本期发布术语热词:小样本文本分类(Few-shot text classification)
开篇导语:
本期发布术语热词:小样本文本分类(Few-shot text classification)。小样本文本分类专注于处理仅包含少量标注数据的文本分类任务,它是小样本学习的经典应用领域。
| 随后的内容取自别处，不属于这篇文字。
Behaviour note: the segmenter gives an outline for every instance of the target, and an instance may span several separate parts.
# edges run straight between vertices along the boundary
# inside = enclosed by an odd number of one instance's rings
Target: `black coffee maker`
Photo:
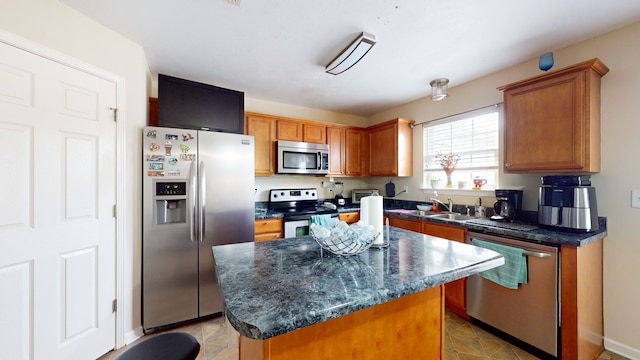
[[[492,220],[516,220],[522,210],[523,190],[496,189]]]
小样本文本分类(Few-shot text classification)
作者:王雅晴(百度研究院),姚权铭(清华大学)
InfoBox:
中文名:小样本文本分类/少样本文本分类
外文名:Few-shot text classification
学科:自然语言处理、机器学习
实质:学习如何快速泛化到仅包含少量标注数据的文本分类任务。
基本简介:
文本分类是自然语言处理领域的基本问题,它的研究目标是设计模型为每条文本(如一个句子,一个段落或一篇文章)分配类别标签。现有文本分类方法[1]大多为深度模型,需要大量标注数据用于训练。然而,高质量的标注数据是稀缺资源[2]。小样本文本分类应运而生,专注于处理仅包含少量标注数据的文本分类任务。
研究概况:
小样本文本分类是小样本学习的经典应用领域。小样本学习[3]研究如何快速泛化到仅包含几个标注数据的新任务,能够降低大规模监督数据的收集、处理和计算成本,使得稀缺、新兴任务的学习和挖掘成为可能,是理解人工智能和人类学习之间差异的重要一环。小样本学习的核心问题,是少量标注数据无法获得可靠的经验风险最小化(empirical risk minimization)的模型[3]。因此,除了少量标注数据,小样本学习需要借助先验知识(prior knowledge),即指『任何学习者在看到训练数据前就已知的信息』。根据使用先验知识改变了学习的哪个阶段,现有的小样本文本分类方法可以分成以下三类(图1):数据:先验知识被用来进行数据增强,使标记样本增多到足够被标准模型和算法学习。样本增多的方式主要有三种:使用生成模型合成新样本[4],训练模型从大量无标注数据中挑选相似样本并打上标签[5]。模型:先验知识被用来限制模型假设(函数)空间的复杂度,从而使得少量标注样本已经足够训练假设空间中的合适模型。其中,多任务学习同时学习多个相关的任务以捕捉不同任务间的共性,并允许每个任务有不同参数结构来保留特定信息[6]。度量学习将样本投影到一个相似样本距离近、不相似样本易于分辨的低维子空间中,并根据相似度函数度量嵌入间的相似度对样本进行分类[7]。记忆增强模型则学习一个映射函数将小样本中的知识抽取到记忆模块中[8]。算法:先验知识被用来指导如何在假设空间中搜索最合适假设的参数,如从何处开始搜(学习参数的初始值),以及往哪个方向以什么速度搜(学习优化器)。模型一般通过(随机)梯度下降来优化参数。若标记样本有限,一方面优化迭代次数受限无法收敛到合适的值,另一方面也很容易使模型过拟合。在小样本文本分类任务上,这类技术又可细分为两种:精炼来自其他任务的参数和精炼元学习(meta learning)的参数。精炼来自其他任务的参数主要研究如何将训练自大语料无标注数据的预训练语言模型如BERT[9]、ERNIE[10]等用于当前小样本文本分类任务,如设计有效的模型微调技术(fine-tuning)[11]。特别的,提示学习技术(prompt-based learning)[12]是当前研究的热点方向。它将文本分类任务重构成预训练模型的训练任务,从而使得模型预训练和微调阶段的目标函数更匹配,在包括小样本文本分类在内的一系列自然语言处理任务上展现了有效性[13,14]。精炼元学习的参数则通过元学习从大量相关任务中捕捉通用信息,由元学习器为每个任务提供参数初始值,并通过提供的少量标注数据来微调参数来融入新任务的特有信息[15]。当下,小样本文本分类的研究趋势包括:
(1)现有模型通常汇报不同实验设定及数据的结果,设计合理的基线数据集将便于比较不同方法的实际效果。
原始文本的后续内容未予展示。